Can such configuration and further usage of the memory, lead to bank conflicts, or will broadcasting be applied? Will this be a case also when threads copy only, say 5 float4
s, not 8?
MK
P.S. Same topic in Nvidia forum
During prefetching phase bank conflicts will occur. E.g. threads within first warp with IDs (computed as threadIdx.x + threadIdx.y * blockDim.x
) 0, 4, 8, ... 28 access same bank. You can see it as thread (0,0) and thread (4,0) for i
equals 0 access s_dst[0]
and s_dst[32]
belonging to the same bank.
If bank conflicts occur during further usage depends on the scheme you will access s_dst
.
Broadcast mechanism is applied only when threads simultaneously read the same address.

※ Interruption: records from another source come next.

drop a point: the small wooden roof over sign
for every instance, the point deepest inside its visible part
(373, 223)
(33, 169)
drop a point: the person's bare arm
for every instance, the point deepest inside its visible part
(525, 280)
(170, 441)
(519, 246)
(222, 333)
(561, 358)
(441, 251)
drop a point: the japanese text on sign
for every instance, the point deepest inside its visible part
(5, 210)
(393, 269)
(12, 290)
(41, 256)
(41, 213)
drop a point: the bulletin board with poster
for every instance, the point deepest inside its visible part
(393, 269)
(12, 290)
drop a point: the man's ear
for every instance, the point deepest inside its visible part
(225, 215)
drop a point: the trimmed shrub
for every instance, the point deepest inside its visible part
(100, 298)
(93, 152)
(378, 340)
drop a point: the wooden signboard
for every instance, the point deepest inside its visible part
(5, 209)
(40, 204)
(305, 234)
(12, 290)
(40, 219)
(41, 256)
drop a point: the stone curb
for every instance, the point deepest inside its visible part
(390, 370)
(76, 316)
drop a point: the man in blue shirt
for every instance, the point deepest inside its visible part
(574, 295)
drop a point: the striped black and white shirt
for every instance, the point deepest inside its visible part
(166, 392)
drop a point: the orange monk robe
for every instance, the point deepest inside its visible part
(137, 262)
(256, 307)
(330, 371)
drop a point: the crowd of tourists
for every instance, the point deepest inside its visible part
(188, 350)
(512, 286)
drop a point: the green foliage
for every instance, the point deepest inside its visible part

How many bank conflicts occur depends on the value of d
. If d mod 32 == 1
there won't be any conflicts.
EDIT:
IMHO the best way to avoid bank conflicts in prefetching phase, specially if d
is changing, is to equaly split the work among the warps. Lets say you need to prefetch n
values to shared memory, w_id
is ID of warp and l_id
is ID of thread within warp (from 0 to 31). Than prefetching should look like this:
for(int i = l_id + w_id*WARP_SIZE; i < n; i += WARP_SIZE*COUNT_OF_WARPS_IN_BLOCK)
{
s_dst[i] = ...;
}
But this helps only to avoid bank conflicts during prefetching. As I have already said to avoid conflicts during further usage depends on the scheme you will access s_dst
.